Nadat de SR-teams de landingsbaan (en omgeving) al twee dagen onder waarneming hadden zijn de twee HVT’s gesignaleerd in een drie verdiepingen tellend gebouw. Daarnaast is de sterkte van de tegenstander en hun routine ook bepaald. Dus tijd voor actie!
Om dit goed te coördineren werd een zogenaamd Tactical Headquarter (TacHQ) uitgebracht. Samen met zijn team vertrok majoor Barry in de nacht om contact te maken met eigen troepen. Tijdens deze actie werd er een Chinook neergeschoten, raakten er mensen gewond en probeerden er mensen te vluchten. Alles werd desalniettemin ondervangen en de operatie werd tot een goed einde gebracht.

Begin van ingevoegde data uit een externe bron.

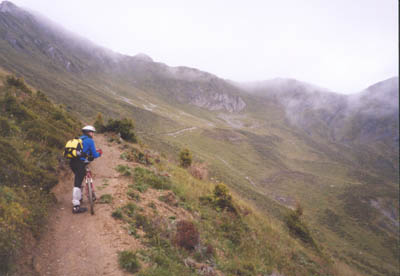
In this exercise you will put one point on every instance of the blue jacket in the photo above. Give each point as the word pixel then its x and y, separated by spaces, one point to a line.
pixel 88 147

Al het luchtafweergeschut werd efficiënt buiten werking gesteld door de aanwezige luchtsteun. Luchtmobiel en de EODD werden met een C-130 op de landingsbaan gedropt om een stand-off te creëren rond het object.
Herrie
Met de herrie van de C-130 als dekmantel, vlogen twee chinooks naar het object. Ze werden al snel onder vuur genomen door de aanwezige vijand. Ploegen van de 104, Amerikanen en Belgen herwonnen echter al snel het initiatief en verplaatsten zich al vurend naar het object. Binnen ging het gevecht door tot dat het teken ‘all clear’ werd gegeven. Een tweetal gewonden en twee HVT’s rijker werden er snel verdedigende posities ingenomen om het object vast te kunnen houden.
Nadat de EODD de omgeving en het gebouw ontdaan hadden van de aanwezige explosieven werd er een plan gemaakt om weer weg te komen. Ondertussen was er al weer een Chinook geland om de HVT’s en de gewonden af te voeren. De mannen van Luchtmobiel trokken zich terug naar het object en maakten zich gereed om de uitbraak vanuit het object te beveiligen. Het duurde dan ook niet lang meer of de twee Chinooks staan weer aan de grond om de SF-ploegen op te pikken. De C-130 volgde onmiddellijk daarna om de laatste krijgers van Luchtmobiel mee te nemen. Al met al weer een geslaagd voorbeeld van de kracht van een SOTG.
Het hoge operationele tempo was opmerkelijk tijdens deze oefening en werd door verschillende operators van de 104 vergeleken met uitzendingen in Afghanistan. Uiteindelijk konden ze terug kijken op een goed uitgevoerde oefening waarin iedereen is getest op zijn niveau. Ook heeft het SOTG concept wederom zijn waarde bewezen en is de 104 gereed voor de stand-by periode van een aantal maanden om ergens ter wereld speciale operaties uit te voeren.